The Herald (Harare)

Zimbabwe:Demand for Office, Retail Space Will Rise -- Report

3 November 2009


Harare — THE continuing improvement in the economic situation in the country and the commercial sector should in the medium to long term see an increase in demand for the limited office and retail space.

According to a report by EFE Securities Equity Research Analyst Mr James Chiuta the average vacancy rate on all property groups is five percent at present due to the current low business activity,.

"Therefore as the economy continues to recover, we should see a growth in demand for rental space, pushing rentals upwards.

"Retail space should lead this phase as we have witnessed a rapid recovery of most retail giants as well as the establishment of new and very aggressive retail outfits," read part of the report.

However, Mr Chiuta noted that it might be difficult to predict the actual time the property industry will recover, but the company believes that when the time comes, there will be a sharp increase in both the property values and rental yields.

The commercial sector is currently coming out of a recession where companies were forced to scale-down after the Reserve Bank of Zimbabwe's clampdown on speculative behavior.

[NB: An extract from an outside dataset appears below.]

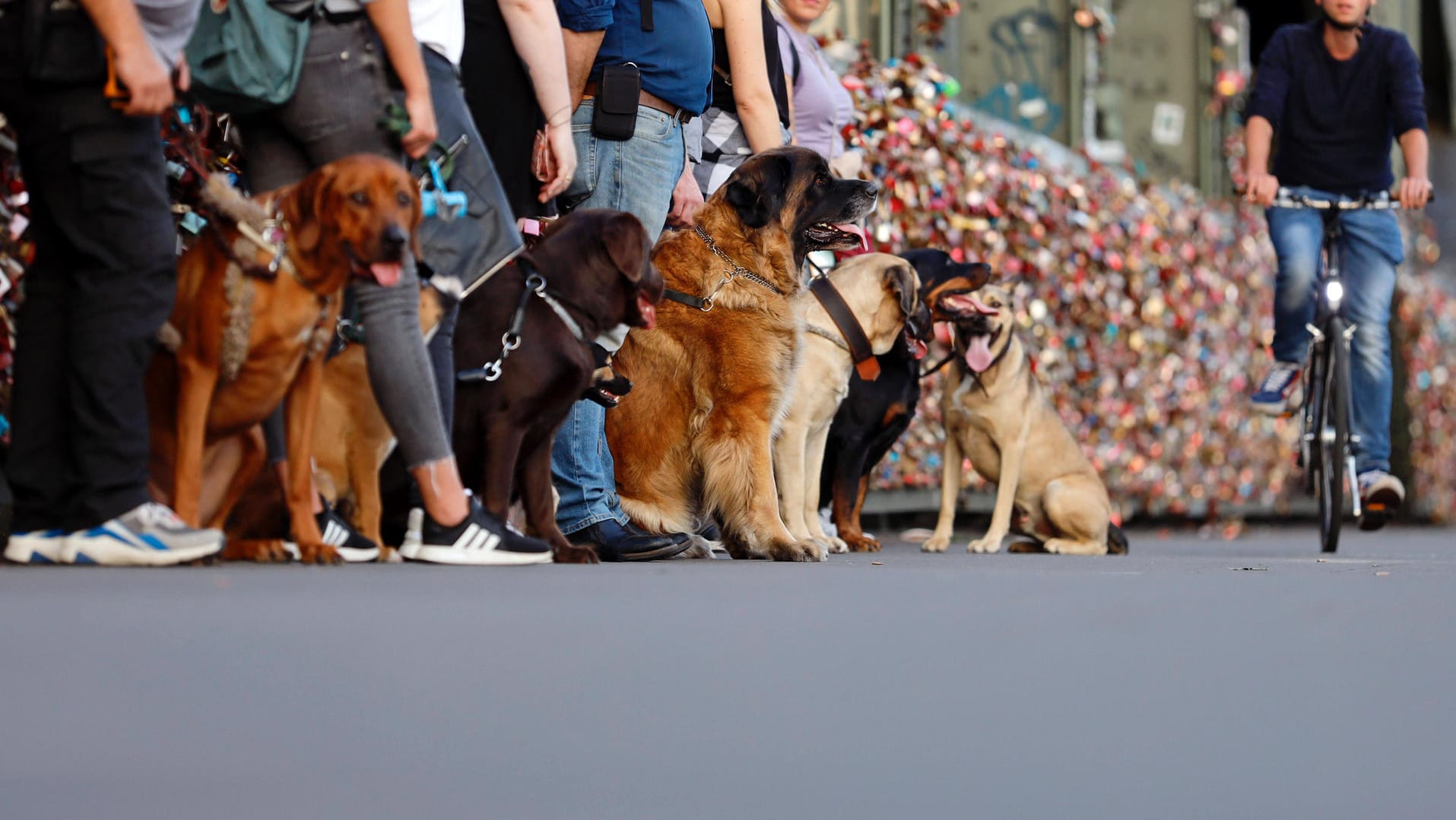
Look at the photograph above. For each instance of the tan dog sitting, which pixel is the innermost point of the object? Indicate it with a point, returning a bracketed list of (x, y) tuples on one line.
[(998, 414), (880, 292)]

Resultantly, there was an increase in vacancies in the commercial properties as most companies failed to meet the new US$ denominated rentals.

This caused most landowners to compromise on their rental revenues to prevent an increase in vacancies and at least maintain a decent income stream.

Property sales have also been subdued since the conversion to the multiple currencies regime as there was a lack of an established mortgage issuer as well as low levels of disposable incomes to support such transactions.

Therefore, it has been difficult to establish the market values of commercial properties over the year.

Meanwhile the absence of mortgage facilities, low disposable incomes as well as low market liquidity, should result in property prices remaining relatively lower than regional comparatives.

Most property groups with excess land banks reserved for property development made decisions to prioritise the renovation of their current properties to a standard in line with regional standards before they considered erecting new structures.

Residential properties took a real knock in value, with a house whose value was US$100 000 in July 2008 falling to US$65 000 by February 2009.